Lyrics of slave songs, as of all vernacular repertoires, changed considerably from time to time and place to place, but in this early edition I’m Troubled in Mind appears with the following lyrics and the melody given exactly as in Price’s setting (albeit in F minor rather than Price’s D minor):


[Chorus:] I’m troubled, I’m troubled, I’m troubled in mind, If Jesus don’t help me, I surely will die.

[Cho. I’m troubled, &c.][4]

1. O Jesus, my saviour, on thee I’ll depend, when troubles are near me, you’ll be my true friend.

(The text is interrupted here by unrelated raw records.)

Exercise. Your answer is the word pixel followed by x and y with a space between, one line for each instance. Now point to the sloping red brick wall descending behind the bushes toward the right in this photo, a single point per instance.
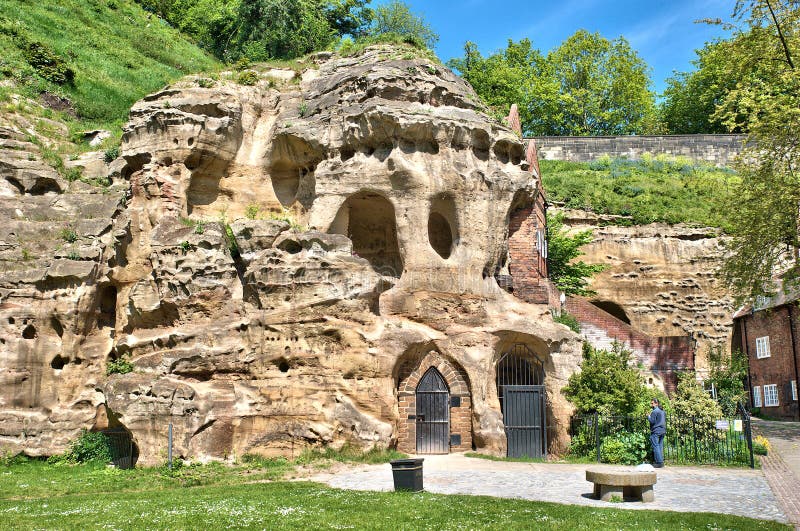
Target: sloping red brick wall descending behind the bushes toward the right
pixel 665 356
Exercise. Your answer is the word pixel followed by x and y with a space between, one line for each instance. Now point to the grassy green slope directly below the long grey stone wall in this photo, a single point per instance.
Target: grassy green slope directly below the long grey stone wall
pixel 648 190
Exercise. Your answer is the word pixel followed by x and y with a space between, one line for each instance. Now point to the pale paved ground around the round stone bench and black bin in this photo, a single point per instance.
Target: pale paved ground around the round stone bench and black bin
pixel 742 492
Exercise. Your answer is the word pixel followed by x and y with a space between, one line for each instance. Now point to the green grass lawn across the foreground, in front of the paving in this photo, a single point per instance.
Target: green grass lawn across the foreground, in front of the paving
pixel 36 495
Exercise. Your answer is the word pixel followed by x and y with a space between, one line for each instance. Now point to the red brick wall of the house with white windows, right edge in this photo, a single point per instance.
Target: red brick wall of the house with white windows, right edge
pixel 779 368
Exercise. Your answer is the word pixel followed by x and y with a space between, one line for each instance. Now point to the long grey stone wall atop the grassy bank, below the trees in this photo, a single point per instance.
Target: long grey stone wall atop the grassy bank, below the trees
pixel 719 150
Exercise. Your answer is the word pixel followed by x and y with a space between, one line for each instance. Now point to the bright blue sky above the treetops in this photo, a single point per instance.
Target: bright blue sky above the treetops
pixel 663 32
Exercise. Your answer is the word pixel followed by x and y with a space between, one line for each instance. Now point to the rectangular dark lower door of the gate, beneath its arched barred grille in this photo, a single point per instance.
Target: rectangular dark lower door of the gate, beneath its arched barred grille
pixel 523 416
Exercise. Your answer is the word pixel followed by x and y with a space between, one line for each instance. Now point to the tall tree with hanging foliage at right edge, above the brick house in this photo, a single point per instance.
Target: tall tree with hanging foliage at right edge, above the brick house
pixel 765 104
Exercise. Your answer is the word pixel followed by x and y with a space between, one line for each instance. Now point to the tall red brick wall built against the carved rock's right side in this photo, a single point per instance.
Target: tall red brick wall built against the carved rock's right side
pixel 527 266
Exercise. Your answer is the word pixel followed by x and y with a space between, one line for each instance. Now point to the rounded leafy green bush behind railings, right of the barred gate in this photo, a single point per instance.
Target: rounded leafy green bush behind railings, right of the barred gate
pixel 606 383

2. When ladened with trouble and burdened with grief, to Jesus in secret I’ll go for relief.

Cho. I’m troubled, &c.

3. In dark days of bondage to Jesus I prayed, to help me to bear it, and he gave me his aid.

Cho. I’m troubled, &c.[5]

Price’s setting of the tune accords with this structure in a general sense (although the many restatements of the refrain would have to be omitted). It suggests an introduction that states the tune in the soprano line with bell-like accompaniment (mm. 1-8). The melody then migrates to the tenor register with a more active arpeggiated accompaniment (mm. 9-16) and then to the upper soprano register, doubled an octave higher after the manner of violin doublings and with forceful hammer-stroke responses in the lower registers (mm. 17-24). Finally it returns to the lower soprano register and bell-like accompaniment in mm. 25-32. Although this design does not provide for the repeated choruses called for by the text as given in Pike’s and some others’ versions of the tune, if one interprets the introduction as an instrumental lead-in, then the forceful motivic hammer-strokes and chromatic harmonies in the left hand in mm. 17-20 and 22-23 would coincide with stanza 3 (“In dark days of bondage,” etc.), perhaps followed in mm. 25-32 by a restatement of the melody with the “I’m troubled” refrain over the bell-like accompaniment of the opening. This textual distribution is purely hypothetical, of course, and Price may well have known the tune with significantly different lyrics or the strophes in a different order. But in any case this setting’s dramatic emotional trajectory, with climax in mm. 22-24 and dénouement in mm. 25ff., reflects her unfailing sense of form and sure-fire pacing. (The unorthodox second-inversion vii to i cadence in mm. 23-24 is an effective way of granting that forte cadence authority while tonally ensuring that the momentum is carried forward for the last eight bars.)

Price’s piano-solo arrangement of I’m Troubled in My Mind survives in the Special Collections of the University of Arkansas Libraries, Fayetteville (MC 988b Box 2A, folder 9). This is the only surviving autograph source for the spiritual arranged for piano solo, although two further autographs survive setting the same text for voice and piano (both in MC 988b Box 5C, folder 29). I am grateful to the University of Arkansas Libraries for granting access to these manuscripts and permission to publish the piano-solo arrangement.

[1] W.E.B. Du Bois, The Souls of Black Folk: Essays and Sketches (Chicago: A. C. McClurg, 1903), 250-64 at 263. [2] Du Bois, The Souls of Black Folk, 252. [3] Gustavus D. Pike, The Jubilee Singers, and Their Campaign for Twenty Thousand Dollars (London: Hodder and Stoughton, 1873), 213. The music and lyrics of I’m Troubled in My Mind were subsequently replicated in many other sources, sometimes with this explanatory note. Price have been familiar with one or more of these sources but it is equally or more likely that she knew the melody from her own experience. [4] This repeat of the chorus is indicated by a da capo in the edition. [5] Pike, The Jubilee Singers, 213.